通向城外的道路已经被变成了一片火海。那辆坦克转向,试图在别处找一条出路,日军的队形也终于散乱,他们也散向各条巷道自寻活路。四道风叫道:“抄近道!我有近道!”他又去背欧阳,这次欧阳把他推开了:“这回你自己去吧,我这残废帮不上忙。你智勇双全,可以独当一面了。”四道风有些感动,扶着欧阳在巷口坐下:“好好等着。打跑了鬼子回来,买烧鸡你吃。”欧阳点点头:“好好活。别想多了,这……就是胜利。”

四道风点点头,欧阳拍了拍他的脸,他又忽然赧然起来,掉头就走。欧阳又好气又好笑地看着他的背影。突然引擎声响,欧阳转了一下头看见刚进城的一小队国民党军人,一个个衣衫光鲜,看着眼前阻住大路的火焰,脸上写满了倨傲和疑惑。
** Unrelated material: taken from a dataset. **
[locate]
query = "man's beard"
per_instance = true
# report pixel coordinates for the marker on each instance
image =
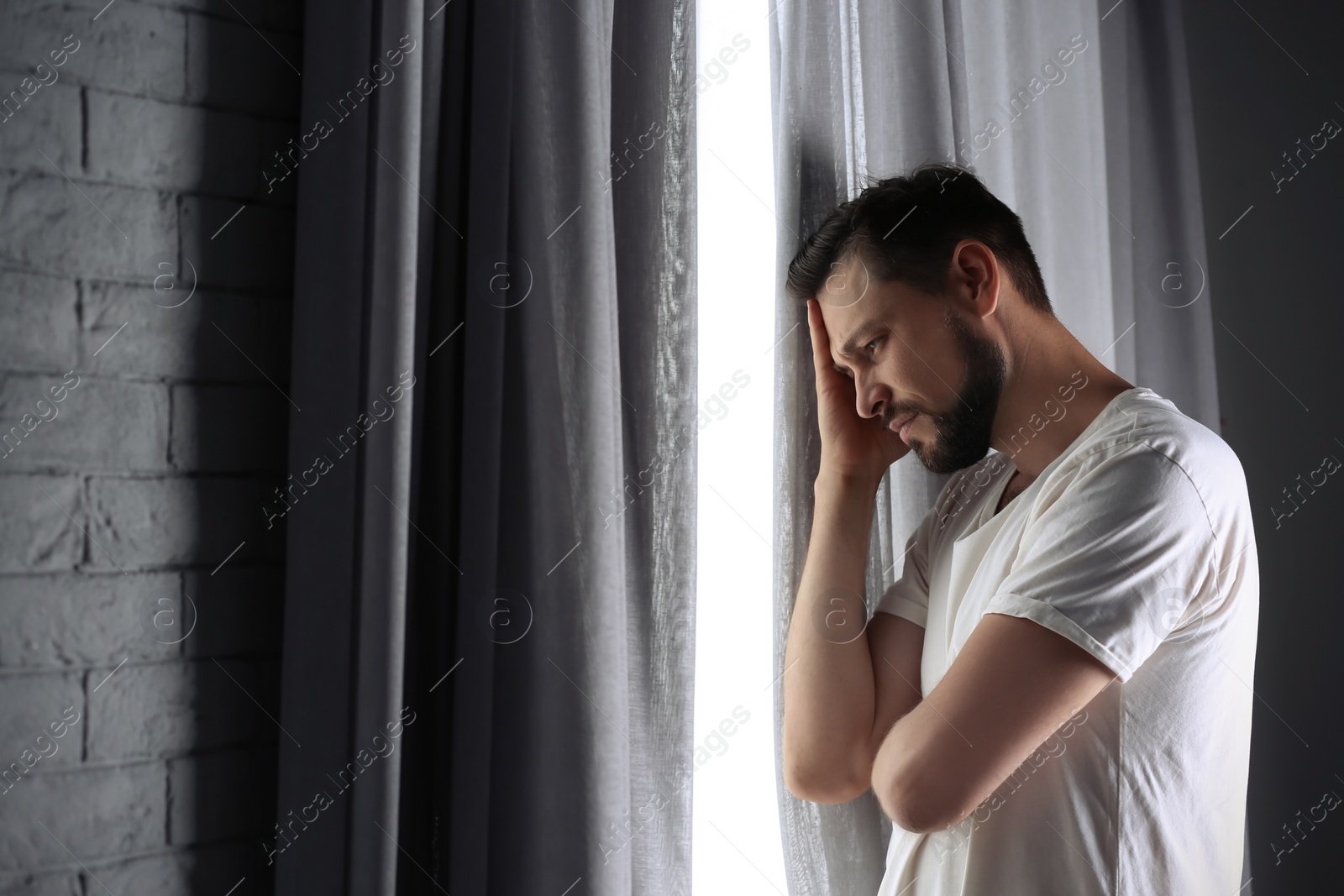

一个军官嚷道:“喂,这里在干什么?”欧阳温和地笑了笑,但那笑容让对方觉得嘲讽:“这里,哦,这里在庆祝你们说的胜利。”长谷川看着前边溃退回来的坦克和步兵,那边烧出来的浓烟在这里都看得见,虽然一直在忙堵住鼻子里的流血,可他立刻清楚发生了什么,他大叫:“别走这条路。”

宇多田仍是晕晕沉沉:“走哪里?”

长谷川指了一条最安静也没有枪声的路,卡车向那里拐了过去。六品从巷子里冲出来穷追不舍,龙文章看了看反方向溃逃过来的日军,他气恼地跺了跺脚,仍跟着六品。

伊达的坦克在街上轰鸣,如同发怒的怪兽,但四道风的人从死角里冲出来,又摔了几个燃烧瓶。坦克尽最快的速度转向,可看见的只是一群刚跑进巷子里的人影,一炮轰了过去,只是让他们跑得更快。伊达气得捶着这个冷硬的装甲怪物:“这个混蛋!和我来场像样的决战!”缓缓转身,伊达寻找着那群和他纠缠不清的人。

四道风从坦克侧面的一个巷口里又冒了出来,看了一眼,伸手去接燃烧瓶,却没东西给他,他一回头,看见邮差抱歉的眼神,邮差悄声说:“没了。”

四道风皱眉:“没了?”他看得那几个人都觉得抱歉,但四道风不知又想出了什么鬼招,他拔出枪:“你们都跟我来。”

214、仇敌相见

沽宁街道上,伊达仍在寻找目标,然后就看见那个让他恨得牙痒的人,四道风狂笑道:“我是四道风!四海为家的四……”

伊达开火,一串子弹射了出去,可四道风早闪进了巷子。

伊达怒不可遏:“追上去!”坦克驶到巷口,他惊喜地发现,这巷子勉强可容他的坦克开进去,而且还是条死胡同,巷子里的人连躲的地方也没有。

坦克将就着挤进巷里,与砖墙摩擦发出生涩的声音。四道风挤在门洞里,看了看那辆坦克,唯恐它不追上来,又给了它一枪。一串子弹打在门洞边,和他挤在一起的邮差紧张得不行:“你跑到什么地方来了?”四道风笑道:“断头巷。”

邮差愣住。四道风从门洞里跃出去,在墙上蹬了两脚,子弹就打在他的脚下,但四道风已经上了墙。坦克里的伊达紧张地寻找着目标。

邮差目瞪口呆地看着,四道风张开了双臂,在刚能容下脚掌的墙边一溜小跑,到了坦克后面,他跳下来,示意对面的人群过来。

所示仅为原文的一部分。